Unless you just woke up from a seven month nap, let me address this one on AR and answer this question for you all so I don't have to put the same answer in another 154 emails as I did yesterday.
HISTORY: Last year, Zillow acquired a real estate technology firm, "Diverse Solutions," for just over $7 million dollars in a cash plus stock deal. The tiny IDX shop in Irvine, California was pretty happy. They no doubt celebrated, drank champagne, bought new cars and life went on pretty smooth.
Until a few days ago.
Customers with the exsting $29 to $129.90 Diverse Solutions website flooded Zillow's switchboard asking about the new PAW service price:
- How can I switch?
- Should I switch?
- What do I get?
- Is it SEO friendly, blah, blah, blah.
Sources told me that countless agents were left on hold for an eternity, many upset agents were no doubt routed to the sisters of voice mail mercy.
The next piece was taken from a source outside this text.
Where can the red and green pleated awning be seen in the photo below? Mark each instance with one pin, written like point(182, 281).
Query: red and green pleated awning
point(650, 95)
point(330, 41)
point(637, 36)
Like all big companies that gobble up smaller, more agile ones... Zillow took the IDX technology from Diverse Solutions and boiled this down into a mass-marketing, me-too set of Website packages that are surprisingly not that different from what you bought from Advanced Access, eNeighborhoods, or a Pullan Communications Website just but 5 years ago.
The goal being, 300,000 (or more) real estate agents paying $10 bucks each translates into a nice pile of cash flow for a call center of 7 people and 3 automated servers that cost $508 a month at Rackspace.com
Cost: $32,900 a month. Zillow grosses $303,450 (or more) a month = $270,550 a month.
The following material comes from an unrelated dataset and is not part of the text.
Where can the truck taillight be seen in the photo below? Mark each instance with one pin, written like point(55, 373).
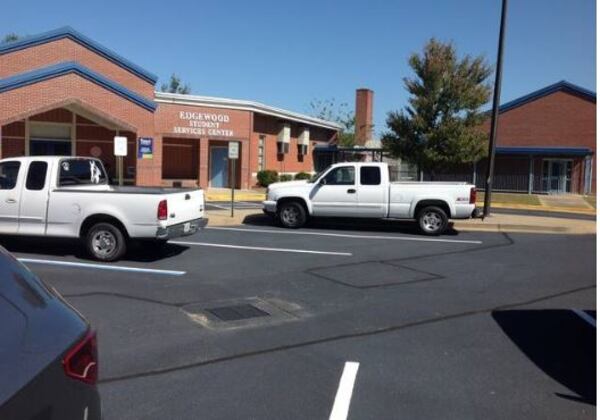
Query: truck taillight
point(81, 361)
point(473, 196)
point(161, 212)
Is this a bad thing from an evil empire? Not at all. This is what I would do if I acquired Diverse Solutions. It's simply business 101. You buy up smaller companies and add their technology to your own. I call it the BORG Technique and it's practiced by every successful company I know.
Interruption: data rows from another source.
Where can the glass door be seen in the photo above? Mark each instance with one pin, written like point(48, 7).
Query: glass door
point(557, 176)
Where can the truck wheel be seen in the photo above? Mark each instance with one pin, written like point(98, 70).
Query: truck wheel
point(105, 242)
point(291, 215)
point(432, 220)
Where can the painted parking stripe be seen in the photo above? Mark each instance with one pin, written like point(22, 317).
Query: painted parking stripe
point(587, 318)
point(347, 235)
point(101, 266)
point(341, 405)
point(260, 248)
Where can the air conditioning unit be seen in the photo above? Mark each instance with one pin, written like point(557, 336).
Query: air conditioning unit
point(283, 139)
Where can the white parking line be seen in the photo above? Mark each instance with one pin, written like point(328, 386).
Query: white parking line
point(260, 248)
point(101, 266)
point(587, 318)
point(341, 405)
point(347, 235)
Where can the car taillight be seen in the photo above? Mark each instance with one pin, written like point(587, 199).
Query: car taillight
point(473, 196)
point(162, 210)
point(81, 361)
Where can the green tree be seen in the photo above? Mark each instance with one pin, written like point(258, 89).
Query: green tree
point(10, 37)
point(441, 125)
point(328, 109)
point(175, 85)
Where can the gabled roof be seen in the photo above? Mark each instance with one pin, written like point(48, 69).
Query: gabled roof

Does Zillow really care that you have a state of the website and high page rank on Google? Yes, but not that much.
They are no different than Point 2 Agent, or Dominion Enterprises.
Zillow wants $2 million in cash flow a month from selling you a watered down $10 a month website, sprinked with an iFrame IDX feed. No big deal here. Thanks to Zillow, they will pump hundreds of thousands of more real estate websites into an already over-crowded sea of me-too real estate websites. It's more white noise for home buyers to sort through. Google will love it because you'll be shelling out thousands of dollars competing for eyeball space with AdWords ads.
Lots of train wrecks in disappointments are coming. But Zillow and Google will be laughing all the way to the bank.
80,000 of you will sign up this month, and 40% of you will fire them 30 - 60 days later. It's just how this works. Nobody can afford to give you any kind of live human support for $10 bucks a month. It's going to cost them over $6 bucks just to maintain the website, pay for electricity, the people to make the server work, etc.
Terry Pullan, former CEO of Pullan Communications was acquired in 2007 by Dominion Enterprises. Terry told me they received over 100,000 sign ups a month from agents switching from other firms. 45% of them cancelled the next month or failed to pay their bill and were shut off.
So is Zillow's PAW any better when it comes for natural SEO page ranking on Google? Not at all.
Because thousands of the same content on the same server, same IP address is not going to do squat for gaining you any SERP ranking on Google. Their crawler now looks at the class-C block of IP addresses and when it finds the same website pages, on the same server and the same me-too template driven content... Google is not really going to be kind to pushing you up to a natural, page one ranking.
This is not hard to understand why. If you're a REALTOR in San Francisco, and you want to rank for "bay area homes for sale," or "san francisco homes for sale," do the math. There's 10 natural positions on Google. This is like 10 homes for sale around the lake or with ocean front. These 10 positions, like homes are going to be hard to get. And last time I checked, beach front or lake front homes are going to be expensive.
Zillow's PAW Website for $10 bucks will most likely never have a natural page one, #1 ranking on Google. Unless of course you're an agent selling real estate in Wink, Texas.
The former Google AdSense business manager of 7 years is on our payroll, so we know a few things about how Google is going to crawl and rank your site.